COMPLAS 2025

702 - Automatic Learning Of Constitutive Relations In Solid Mechanics

Organized by: E. Baranger (LMPS - CNRS, France), L. Chamoin (Université Paris-Saclay, CentraleSupélec, ENS Paris-Saclay, France) and L. De Lorenzis (Department of Mechanical and Process Engineering, ETH Zürich, Switzerland)
Keywords: Data-driven approaches, Nonlinear behaviour, physics enhanved machine learning
The art of modeling in mechanics of solid materials, quite often guided by the general principles of thermodynamics, is mainly a craft where the researcher or the engineer is seeking a good description (variables and functions) of a partially observed phenomenon. This active field of research has been recently renewed with the help of machine learning tools, especially neural networks and sparse or symbolic regression. This session aims to overview the topic of automatic learning of constitutive relations in solid mechanics. Applications, as well as more fundamental research, are welcome. In the literature, two main applications are currently developed: synthesizing macroscopic constitutive relations of numerical representative volume elements, and modeling macroscopic stress-strain curves; this mini-symposium includes, but is not limited to these applications.
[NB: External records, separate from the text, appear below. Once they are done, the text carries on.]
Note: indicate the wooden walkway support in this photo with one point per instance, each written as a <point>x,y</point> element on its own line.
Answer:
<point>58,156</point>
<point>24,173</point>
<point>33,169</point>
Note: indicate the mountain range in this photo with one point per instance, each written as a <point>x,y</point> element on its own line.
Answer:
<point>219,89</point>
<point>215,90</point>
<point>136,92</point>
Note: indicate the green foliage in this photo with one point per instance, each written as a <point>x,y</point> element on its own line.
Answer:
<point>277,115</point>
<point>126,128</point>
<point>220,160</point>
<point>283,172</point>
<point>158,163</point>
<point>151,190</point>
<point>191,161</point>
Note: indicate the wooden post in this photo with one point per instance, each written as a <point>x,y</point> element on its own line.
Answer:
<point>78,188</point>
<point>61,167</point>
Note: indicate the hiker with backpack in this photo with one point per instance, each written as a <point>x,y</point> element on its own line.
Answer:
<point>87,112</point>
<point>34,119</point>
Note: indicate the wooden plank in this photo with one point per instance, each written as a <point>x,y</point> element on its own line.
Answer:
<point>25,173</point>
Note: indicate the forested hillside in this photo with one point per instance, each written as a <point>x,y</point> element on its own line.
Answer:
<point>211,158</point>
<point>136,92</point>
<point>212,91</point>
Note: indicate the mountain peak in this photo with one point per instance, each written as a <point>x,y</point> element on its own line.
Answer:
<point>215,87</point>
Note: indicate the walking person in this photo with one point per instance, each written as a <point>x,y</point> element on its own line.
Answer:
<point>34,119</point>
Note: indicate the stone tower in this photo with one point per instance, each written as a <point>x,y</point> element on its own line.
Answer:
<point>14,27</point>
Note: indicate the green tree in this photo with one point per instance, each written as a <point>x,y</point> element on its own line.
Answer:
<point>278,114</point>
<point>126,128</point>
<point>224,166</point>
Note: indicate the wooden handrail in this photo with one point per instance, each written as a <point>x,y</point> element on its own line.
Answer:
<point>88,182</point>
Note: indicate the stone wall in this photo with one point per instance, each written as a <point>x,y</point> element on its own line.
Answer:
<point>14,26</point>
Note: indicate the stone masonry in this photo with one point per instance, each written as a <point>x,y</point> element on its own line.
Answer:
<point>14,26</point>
Note that, while synthetic data are most often used, the evaluation of strategies based on real data obtained from various experimental techniques is highly welcome. The different topics covered by this session are related to the following keywords: - Data: synthetic/real data, frugality, informational content… - Learning strategies: supervised, unsupervised, reinforcement learning… - Physics framework and integration: GENERIC, PINN, PANN, TANN… - AI: dedicated loss functions, structure, initialization, hyper-parameter tuning, explicability, robustness… The experimental/model/simulation triptyc being a whole, the interactions between the modeling itself and experimental or simulation constraints are of interest in this session.